Rest in peace, Doug.

Thursday, May 05, 2005


Tiger is out and it's awesome.

Got my copy over the weekend and installed it right away. I had issues on my first install because I didn't unplug my firewire drive, something that I guess should have been understood. Once I figured that out though, the install was a snap.

The first noticable difference is the speed. It just seems to run faster than it's other large-cat-counterparts Jaguar and Panther. Programs load faster, the computer awakes from sleep faster and searching is faster. When I got my iMac G5, I was a bit underwhelmed by the speed of it in comparison to the grey and white G4 Powermac I was using before. This OS gets rid of my speed concerns.

Spotlight is awesome, but I am really looking forward to using it more as I get more of my stuff converted over to my Mac...I've still got a few PC leftovers that I would like to eliminate if possible. Getting those indexed in Spotlight so they are easy to find in the future would make things easier.

My favorite (albeit very trite) feature is Dashboard, the handy-dandy widget holder complete with all the stuff you use regularly, but shouldn't need the internet for (package tracking, yellow pages, dictionary, thesaurus, etc.).

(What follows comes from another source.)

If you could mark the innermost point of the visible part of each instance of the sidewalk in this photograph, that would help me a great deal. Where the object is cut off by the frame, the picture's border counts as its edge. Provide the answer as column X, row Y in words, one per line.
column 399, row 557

I recently downloaded the Yahoo! Local Traffic widget and it is cool...giving you live updates of traffic in your area. Very nice little feature.

Overall, I'm finding that I want to spend more time on my computer just because the OS is so pretty. At work, I'm stuck on this awful XP-laden Dell, and I long for walks in the park with a shiny Aqua theme and a functional Dock and Dashboard. It also makes me realize that I need a prettier home for my computer. I think I'm going to build a desk this summer. It might be a bit of a project, but because of the size and shape of the room, custom is the only way I can go.

One can wish...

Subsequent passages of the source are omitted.